Datagramas
A Python library for your Jupyter Notebook that helps you to use and scaffold visualizations with d3.js. It works with 3.4 or newer.
NOTE We are currently updating this library to the 1.0.0 version. Please help us test if installation works ok :)
Overview
Datagramas is a visualization development support tool and a visualization library at the same time. Initially I implemented it to help me develop visualizations in the context of my doctoral thesis. I was researching the mixture of algorithms and visualizations, and therefore I was always iterating over algorithm and visualization design. Hence, currently datagramas supports some visualizations that I needed to implement in my doctoral thesis, plus other examples I found to be interesting to explore.
The main objective of datagramas is to provide an environment to bootstrap visualization implementations, and use scaffolding through templates to be able to reuse the visualizations and to explore data in the Jupyter Notebook.

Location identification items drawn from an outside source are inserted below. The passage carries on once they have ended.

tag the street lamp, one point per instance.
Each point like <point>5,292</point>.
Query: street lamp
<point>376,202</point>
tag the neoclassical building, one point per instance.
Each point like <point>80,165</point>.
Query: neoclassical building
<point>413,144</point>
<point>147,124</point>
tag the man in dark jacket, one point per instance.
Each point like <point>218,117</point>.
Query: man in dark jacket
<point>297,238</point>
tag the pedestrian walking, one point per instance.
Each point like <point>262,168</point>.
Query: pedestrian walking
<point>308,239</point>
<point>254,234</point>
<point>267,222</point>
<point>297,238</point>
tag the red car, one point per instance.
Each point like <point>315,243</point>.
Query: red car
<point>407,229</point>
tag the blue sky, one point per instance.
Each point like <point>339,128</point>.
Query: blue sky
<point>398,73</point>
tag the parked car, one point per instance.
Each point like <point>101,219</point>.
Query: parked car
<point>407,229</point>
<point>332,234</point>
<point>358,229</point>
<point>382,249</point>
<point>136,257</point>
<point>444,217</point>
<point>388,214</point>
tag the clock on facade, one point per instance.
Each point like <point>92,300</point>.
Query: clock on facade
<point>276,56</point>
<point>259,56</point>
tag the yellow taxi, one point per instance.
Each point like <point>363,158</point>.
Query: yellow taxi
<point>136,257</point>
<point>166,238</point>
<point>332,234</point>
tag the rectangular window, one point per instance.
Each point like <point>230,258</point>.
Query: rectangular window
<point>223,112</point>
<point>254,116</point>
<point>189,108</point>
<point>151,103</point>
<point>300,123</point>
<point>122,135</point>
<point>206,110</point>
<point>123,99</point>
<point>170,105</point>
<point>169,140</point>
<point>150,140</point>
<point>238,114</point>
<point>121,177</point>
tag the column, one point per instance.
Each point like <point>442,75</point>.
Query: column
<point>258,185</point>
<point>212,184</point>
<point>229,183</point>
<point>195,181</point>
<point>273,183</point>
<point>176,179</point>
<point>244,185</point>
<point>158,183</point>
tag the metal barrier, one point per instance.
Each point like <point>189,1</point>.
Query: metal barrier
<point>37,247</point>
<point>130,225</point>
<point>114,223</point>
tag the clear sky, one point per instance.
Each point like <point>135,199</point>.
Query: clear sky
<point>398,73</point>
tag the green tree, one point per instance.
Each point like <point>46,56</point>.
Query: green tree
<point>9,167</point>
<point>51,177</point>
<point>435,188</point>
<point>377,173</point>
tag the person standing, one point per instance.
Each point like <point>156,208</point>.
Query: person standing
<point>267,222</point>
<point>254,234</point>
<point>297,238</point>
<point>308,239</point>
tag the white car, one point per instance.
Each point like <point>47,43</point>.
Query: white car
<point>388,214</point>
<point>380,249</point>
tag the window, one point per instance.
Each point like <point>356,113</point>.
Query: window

An important aspect of datagramas is that it works with standard scientific Python data-structures: pandas DataFrames and NetworkX graphs. By using datagramas to develop your visualization, you do not need to worry about data structures and formats. For instance, have you ever found an example visualization that seemed to be what you wanted, but the data structure used was arbitrarily chosen by the developer? And that structure was completely different from what you were using/expecting? By using datagramas there are no arbitrary choices - you use DataFrames and specify which columns will be mapped to the visualization, and that's it.
Examples / Documentation
In addition to this readme, the following notebooks serve as examples/documentation:
Initialization / Installation
First, install the python package (please note that the requirements are needed to run datagramas, but not the examples):
$ pip install -r requirements.txt
$ python setup.py install
Then make a symbolic link in your IPython profile to the datagramas libs folder:
$ cd ~/.jupyter/custom
$ ~/.jupyter/custom$ ln -s ~/path_to_datagramas/datagramas/libs/ datagramas
And finally, edit the custom.js
file and add the following lines (if there is no such file, create it):
require.config({
paths: {
"sankey": "/custom/datagramas/d3-sankey/sankey",
"cartogram": "/custom/datagramas/d3-cartogram/cartogram",
"d3": "/custom/datagramas/d3/d3.min",
"leaflet": "/custom/datagramas/leaflet/leaflet",
"topojson": "/custom/datagramas/topojson/topojson.min",
"parsets": "/custom/datagramas/d3-parsets-1.2.4/d3.parsets",
"datagramas": "/custom/datagramas/datagramas",
"force_edge_bundling": "/custom/datagramas/d3-force-bundling/d3.ForceEdgeBundling",
"legend": "/custom/datagramas/d3-legend/d3-legend.min",
"cloud": "/custom/datagramas/d3-cloud/d3.layout.cloud",
"cola": "/custom/datagramas/cola/cola.min",
"d3-geo-projection": "/custom/datagramas/d3-geo-projection/d3.geo.projection.min",
"d3-tip": "/custom/datagramas/d3-tip/index"
},
shim: {
"sankey": {
"exports": "d3.sankey",
"deps": ["d3"]
},
"cartogram": {
"exports": "d3.cartogram",
"deps": ["d3"]
},
"cola": {
"exports": "cola",
"deps": ["d3"]
},
"parsets": {
"exports": "d3.parsets",
"deps": ["d3"]
},
"legend": {
"exports": "d3.legend",
"deps": ["d3"]
},
"d3-geo-projection": {
"exports": "d3.geo.projection",
"deps": ["d3"]
},
"d3-tip": {
"exports": "d3.tip",
"deps": ["d3"]
}
},
});
require(['datagramas'], function(datagramas) {
datagramas.add_css('/custom/datagramas/datagramas.css');
});
This code can be generated by the Python function datagramas.init_javascript_code(path='/custom/datagramas')
.
It will make Jupyter to load the necessary Javascript code for datagramas every time you load a notebook file.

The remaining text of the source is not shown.